The theme is called Königspress (drawing on its black-white-ness) and its GitHub page can be found here. I would call the theme an early alpha at this point, as I have not tested many of the features.

Here is a Königspress demo site.

I would be very happy to hear your input on it, and of course, it would be great if you would be interested in merging the projects together, or maybe merging some of the Pageturner features which I may not even have realized existed into Königspress.

Can you explain what you mean by: "Also, the font management is not really conducive to proper web-font usage (both character-set and copyright wise)."

I'm not a front-end dev and would like to better understand what the issue is.

Google Fonts (what the default octopress theme and königspress use) allows users to select fonts with full (or at least extensive) character sets and which can be used without copyright infringement. Deploying fonts completely manually (currently in pageturner) makes the user responsible for both these aspects. Mistakes are easy to make - in fact, most of the default pageturner fonts only have alphanumeric characters and basic punctuation.

Thanks for all your thoughts. Love how you named your theme :)

Using Google Web Fonts is obviously a much better approach, leaving all other aspects aside (regrettably I am not an expert on copyright issues), it at least produces a cleaner and more maintainable result. If I recall correctly, the only reason I decided to take the "add all font source files to the repo" approach was that Nevis, the font used for the title (in my opinion the centerpiece of the design), was not available on Google Web Fonts (but freely downloadable otherwise). Nevis was the closest font in similarity I could find to Brandon Grotesque, the font used in the original website that inspired this theme: http://simonfosterdesign.com/blog/.

If anybody could point me to the right direction as to which approach to take to make sure everything is okay copyrights-wise if I want to still use Nevis, I would be happy to make the changes and use Google Web Fonts where possible.

I also agree that the SASS files are by far not as easily customisable as they could be. Pageturner was my first and only attempt at building an Octopress theme, and in order to avoid having to figure out all the tricky bits myself, I used a different theme as a basis (seen on http://ethan.herokuapp.com/, but the source is sadly not available anymore on GitHub as far as I can tell).
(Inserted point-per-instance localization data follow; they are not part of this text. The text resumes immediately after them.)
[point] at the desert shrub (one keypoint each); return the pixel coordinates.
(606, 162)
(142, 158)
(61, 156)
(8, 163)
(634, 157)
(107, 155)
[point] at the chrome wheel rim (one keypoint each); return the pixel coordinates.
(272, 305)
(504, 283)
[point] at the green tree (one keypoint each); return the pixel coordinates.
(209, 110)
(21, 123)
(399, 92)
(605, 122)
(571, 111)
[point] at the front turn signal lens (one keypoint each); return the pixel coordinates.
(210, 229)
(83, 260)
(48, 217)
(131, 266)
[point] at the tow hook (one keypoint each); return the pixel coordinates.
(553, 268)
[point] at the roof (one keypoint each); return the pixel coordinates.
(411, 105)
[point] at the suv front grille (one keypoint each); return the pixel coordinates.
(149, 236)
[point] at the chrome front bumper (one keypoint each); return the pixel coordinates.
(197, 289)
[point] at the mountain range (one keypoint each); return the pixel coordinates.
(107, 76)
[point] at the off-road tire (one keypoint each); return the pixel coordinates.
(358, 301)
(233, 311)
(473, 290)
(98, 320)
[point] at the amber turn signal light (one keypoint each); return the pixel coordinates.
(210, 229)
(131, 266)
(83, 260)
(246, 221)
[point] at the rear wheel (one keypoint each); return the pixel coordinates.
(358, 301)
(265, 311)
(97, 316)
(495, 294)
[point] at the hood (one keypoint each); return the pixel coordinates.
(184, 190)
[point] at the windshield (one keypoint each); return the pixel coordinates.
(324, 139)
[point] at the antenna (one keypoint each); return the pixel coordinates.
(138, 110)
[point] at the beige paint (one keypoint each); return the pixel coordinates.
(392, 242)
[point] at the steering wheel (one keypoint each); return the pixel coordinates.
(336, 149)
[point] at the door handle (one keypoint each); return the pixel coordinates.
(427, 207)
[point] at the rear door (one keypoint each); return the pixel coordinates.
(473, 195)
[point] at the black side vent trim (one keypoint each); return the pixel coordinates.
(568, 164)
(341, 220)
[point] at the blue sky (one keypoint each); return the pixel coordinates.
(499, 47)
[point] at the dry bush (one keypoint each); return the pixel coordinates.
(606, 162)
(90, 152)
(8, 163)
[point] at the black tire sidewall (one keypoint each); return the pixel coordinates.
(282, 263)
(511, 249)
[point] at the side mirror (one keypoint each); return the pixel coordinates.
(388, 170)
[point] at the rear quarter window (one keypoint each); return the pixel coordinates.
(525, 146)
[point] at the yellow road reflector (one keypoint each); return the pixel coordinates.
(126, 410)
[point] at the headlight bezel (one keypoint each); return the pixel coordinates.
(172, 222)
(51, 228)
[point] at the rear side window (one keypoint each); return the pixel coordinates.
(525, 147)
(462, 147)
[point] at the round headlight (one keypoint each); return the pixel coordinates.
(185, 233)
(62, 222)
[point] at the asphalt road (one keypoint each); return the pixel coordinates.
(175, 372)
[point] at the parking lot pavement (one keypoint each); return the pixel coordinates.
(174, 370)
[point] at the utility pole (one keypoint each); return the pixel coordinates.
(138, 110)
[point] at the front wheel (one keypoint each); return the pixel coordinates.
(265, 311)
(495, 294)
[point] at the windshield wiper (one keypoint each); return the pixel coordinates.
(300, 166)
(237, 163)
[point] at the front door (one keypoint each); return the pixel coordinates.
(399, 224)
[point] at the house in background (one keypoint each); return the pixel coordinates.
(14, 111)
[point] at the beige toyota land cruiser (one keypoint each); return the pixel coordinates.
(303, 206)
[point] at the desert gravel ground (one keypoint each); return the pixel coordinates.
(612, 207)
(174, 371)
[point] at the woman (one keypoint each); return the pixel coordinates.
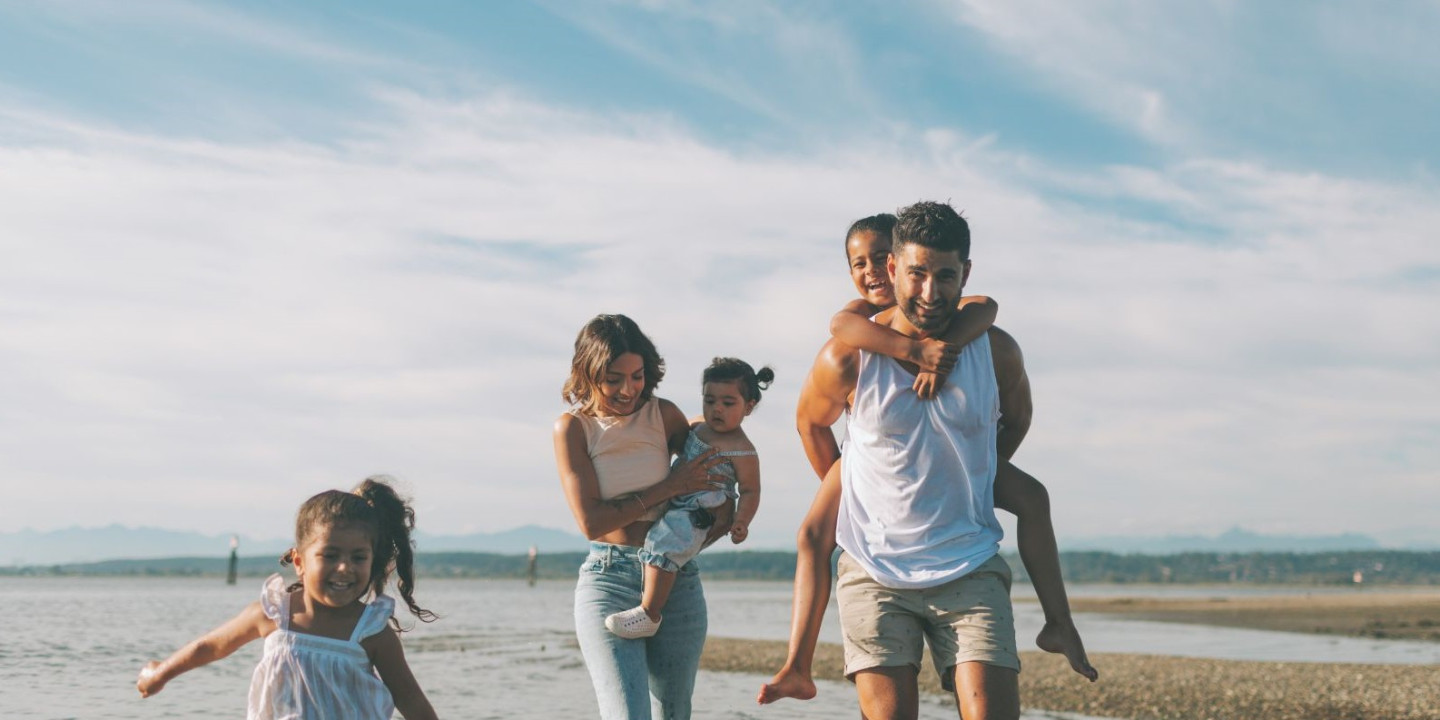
(612, 450)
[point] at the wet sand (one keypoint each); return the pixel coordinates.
(1165, 687)
(1197, 689)
(1371, 615)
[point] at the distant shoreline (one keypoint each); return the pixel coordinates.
(1339, 569)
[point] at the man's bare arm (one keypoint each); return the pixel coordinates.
(1015, 408)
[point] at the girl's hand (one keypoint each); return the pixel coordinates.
(150, 681)
(935, 356)
(694, 475)
(928, 383)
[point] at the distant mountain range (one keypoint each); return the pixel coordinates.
(82, 545)
(1240, 540)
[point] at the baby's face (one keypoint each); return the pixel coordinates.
(725, 405)
(867, 254)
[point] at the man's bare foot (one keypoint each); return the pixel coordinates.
(786, 683)
(1066, 641)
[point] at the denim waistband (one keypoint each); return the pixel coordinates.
(614, 552)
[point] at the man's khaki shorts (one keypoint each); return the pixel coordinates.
(966, 619)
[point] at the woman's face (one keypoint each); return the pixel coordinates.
(622, 385)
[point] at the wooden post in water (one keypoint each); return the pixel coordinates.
(235, 560)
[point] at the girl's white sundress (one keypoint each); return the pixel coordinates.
(308, 677)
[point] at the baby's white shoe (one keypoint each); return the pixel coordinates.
(632, 624)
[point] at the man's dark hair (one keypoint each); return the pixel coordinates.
(882, 225)
(932, 225)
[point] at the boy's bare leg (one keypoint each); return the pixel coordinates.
(814, 547)
(1027, 498)
(987, 691)
(657, 591)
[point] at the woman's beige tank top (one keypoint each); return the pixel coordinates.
(630, 452)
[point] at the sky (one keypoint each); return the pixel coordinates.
(257, 251)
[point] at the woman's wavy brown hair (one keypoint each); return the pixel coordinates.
(602, 340)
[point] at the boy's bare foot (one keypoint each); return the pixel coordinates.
(1064, 640)
(786, 683)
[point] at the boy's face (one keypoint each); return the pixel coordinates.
(867, 252)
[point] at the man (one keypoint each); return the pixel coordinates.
(916, 513)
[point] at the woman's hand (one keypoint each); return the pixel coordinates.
(694, 475)
(149, 681)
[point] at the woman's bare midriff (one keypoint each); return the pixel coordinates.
(631, 534)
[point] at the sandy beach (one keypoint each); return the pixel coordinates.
(1194, 689)
(1391, 615)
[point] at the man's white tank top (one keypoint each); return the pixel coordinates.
(918, 506)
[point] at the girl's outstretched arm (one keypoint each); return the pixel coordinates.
(815, 545)
(251, 624)
(930, 354)
(388, 657)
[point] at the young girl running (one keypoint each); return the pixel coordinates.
(732, 389)
(323, 642)
(867, 249)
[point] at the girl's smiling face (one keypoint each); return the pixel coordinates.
(334, 568)
(867, 254)
(622, 385)
(725, 405)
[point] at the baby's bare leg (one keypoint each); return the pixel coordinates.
(814, 547)
(1028, 500)
(657, 591)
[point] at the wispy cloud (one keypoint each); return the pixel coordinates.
(222, 324)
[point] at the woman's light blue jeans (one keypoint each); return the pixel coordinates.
(630, 674)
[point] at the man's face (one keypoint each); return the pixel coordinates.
(928, 284)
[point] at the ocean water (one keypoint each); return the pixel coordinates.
(74, 645)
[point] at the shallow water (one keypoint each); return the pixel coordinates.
(501, 650)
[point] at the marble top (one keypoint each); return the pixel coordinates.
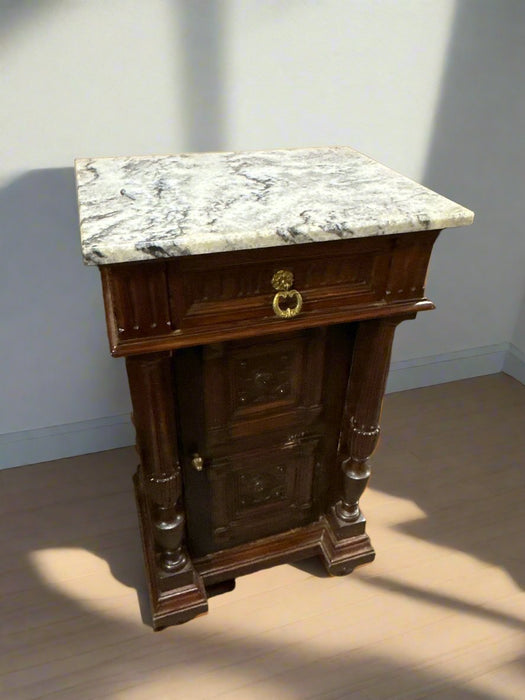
(139, 208)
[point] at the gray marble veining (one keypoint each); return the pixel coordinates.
(139, 208)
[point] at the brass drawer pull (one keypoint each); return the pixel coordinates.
(281, 282)
(197, 462)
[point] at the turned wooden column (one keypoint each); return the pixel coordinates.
(159, 474)
(360, 428)
(176, 590)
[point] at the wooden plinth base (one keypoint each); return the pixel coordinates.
(181, 596)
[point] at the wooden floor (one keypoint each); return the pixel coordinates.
(440, 614)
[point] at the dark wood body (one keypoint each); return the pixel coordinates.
(283, 413)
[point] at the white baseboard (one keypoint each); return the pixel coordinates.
(514, 363)
(69, 440)
(447, 367)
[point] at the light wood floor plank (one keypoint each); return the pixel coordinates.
(440, 614)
I am open to any pull requests that improve this.

I can see that you've included Disqus - cool!

What do you have in mind when you say you want to merge the projects? How did you want to go about doing this?
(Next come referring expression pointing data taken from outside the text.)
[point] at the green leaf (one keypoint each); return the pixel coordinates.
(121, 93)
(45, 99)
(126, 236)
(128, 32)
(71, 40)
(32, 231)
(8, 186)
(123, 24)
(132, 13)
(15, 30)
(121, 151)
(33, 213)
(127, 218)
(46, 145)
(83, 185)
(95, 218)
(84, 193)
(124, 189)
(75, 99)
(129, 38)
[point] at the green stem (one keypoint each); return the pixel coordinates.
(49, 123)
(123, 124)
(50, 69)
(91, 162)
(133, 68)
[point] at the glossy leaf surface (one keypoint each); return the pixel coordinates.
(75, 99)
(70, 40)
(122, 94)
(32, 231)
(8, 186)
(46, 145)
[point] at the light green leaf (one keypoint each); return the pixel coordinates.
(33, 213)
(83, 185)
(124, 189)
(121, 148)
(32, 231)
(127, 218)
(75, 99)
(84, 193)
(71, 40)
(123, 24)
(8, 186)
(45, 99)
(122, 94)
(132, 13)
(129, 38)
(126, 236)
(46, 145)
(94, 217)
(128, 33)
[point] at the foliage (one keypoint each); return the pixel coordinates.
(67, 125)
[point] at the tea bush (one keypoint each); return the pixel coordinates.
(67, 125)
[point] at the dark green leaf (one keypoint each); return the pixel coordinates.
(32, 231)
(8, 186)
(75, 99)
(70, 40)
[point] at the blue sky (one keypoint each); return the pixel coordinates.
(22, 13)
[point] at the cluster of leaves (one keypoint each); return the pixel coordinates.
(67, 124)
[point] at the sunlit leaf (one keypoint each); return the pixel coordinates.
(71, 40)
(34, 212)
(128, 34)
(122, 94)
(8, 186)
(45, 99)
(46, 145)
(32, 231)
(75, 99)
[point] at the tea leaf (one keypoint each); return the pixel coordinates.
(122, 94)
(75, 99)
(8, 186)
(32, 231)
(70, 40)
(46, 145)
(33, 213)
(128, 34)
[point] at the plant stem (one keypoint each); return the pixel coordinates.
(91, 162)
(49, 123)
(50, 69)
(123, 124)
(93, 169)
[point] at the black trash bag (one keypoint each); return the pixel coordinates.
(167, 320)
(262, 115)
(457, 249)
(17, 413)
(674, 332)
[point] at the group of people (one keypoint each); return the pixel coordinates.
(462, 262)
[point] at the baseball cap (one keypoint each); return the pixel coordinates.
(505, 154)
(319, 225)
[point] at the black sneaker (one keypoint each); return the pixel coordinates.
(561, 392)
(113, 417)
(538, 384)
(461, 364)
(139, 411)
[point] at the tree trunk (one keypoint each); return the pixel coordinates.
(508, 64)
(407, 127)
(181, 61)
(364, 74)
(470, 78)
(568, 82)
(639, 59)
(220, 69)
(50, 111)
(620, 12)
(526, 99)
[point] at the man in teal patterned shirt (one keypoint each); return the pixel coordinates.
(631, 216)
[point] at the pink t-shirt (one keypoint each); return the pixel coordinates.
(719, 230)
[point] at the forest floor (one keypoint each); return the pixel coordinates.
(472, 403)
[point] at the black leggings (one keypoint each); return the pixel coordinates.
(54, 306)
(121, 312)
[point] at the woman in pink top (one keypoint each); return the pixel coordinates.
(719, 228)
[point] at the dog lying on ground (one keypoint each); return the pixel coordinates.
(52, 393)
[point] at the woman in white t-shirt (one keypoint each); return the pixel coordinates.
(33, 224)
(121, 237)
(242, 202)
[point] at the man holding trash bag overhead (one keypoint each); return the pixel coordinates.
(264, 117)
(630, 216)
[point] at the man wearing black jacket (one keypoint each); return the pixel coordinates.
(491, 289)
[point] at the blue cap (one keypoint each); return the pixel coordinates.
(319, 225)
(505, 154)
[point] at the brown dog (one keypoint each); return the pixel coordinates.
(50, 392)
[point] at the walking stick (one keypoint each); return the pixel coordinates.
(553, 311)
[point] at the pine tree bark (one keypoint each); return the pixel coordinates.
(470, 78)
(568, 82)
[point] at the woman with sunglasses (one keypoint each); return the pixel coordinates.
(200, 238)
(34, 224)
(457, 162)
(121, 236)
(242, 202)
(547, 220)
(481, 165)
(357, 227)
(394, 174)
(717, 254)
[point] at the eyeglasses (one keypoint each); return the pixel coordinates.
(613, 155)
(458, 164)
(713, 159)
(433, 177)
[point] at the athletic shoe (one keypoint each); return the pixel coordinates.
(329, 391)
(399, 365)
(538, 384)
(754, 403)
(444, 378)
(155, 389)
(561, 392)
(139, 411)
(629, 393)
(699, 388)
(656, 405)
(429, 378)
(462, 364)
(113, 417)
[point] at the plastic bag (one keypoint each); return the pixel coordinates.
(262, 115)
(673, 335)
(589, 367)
I'm glad you like it! and yes, I understand your concern about the limited number of fonts in Google Fonts. I also agree that your title font still looks better than mine (or any other font I could find in Google Fonts). I am no lawyer, but copyright-wise each author has his own preferences and usually distributes his own instructions. Meaning that unless you want to dig up the actual license from the original author for every interesting font you find on the internet, you should use Google Fonts where all the responsibility for redistributing the font file falls with Google.

As far as I can tell Nevis should not (or only with explicit credit to the author) be distributed as a font file (as you are doing via pageturner). But it's been 2 months since I looked up its license. I may be wrong.

Regarding any merge possibilities, I was thinking you could have a look at what I did and tell me which of the things which are important to you in Pageturner are still missing. Nevis would be one - and I (or you) could include that alongside the Google web fonts in Königspress as well... though I would rather look for another font which includes more unicode characters. Aditionally we could render our own extended charset Grotesque-like font. Though atm I am in another country and do not have my calligraphy tools with me. You seem like an artsy girl - have you ever created a font? would you be interested in giving it a try?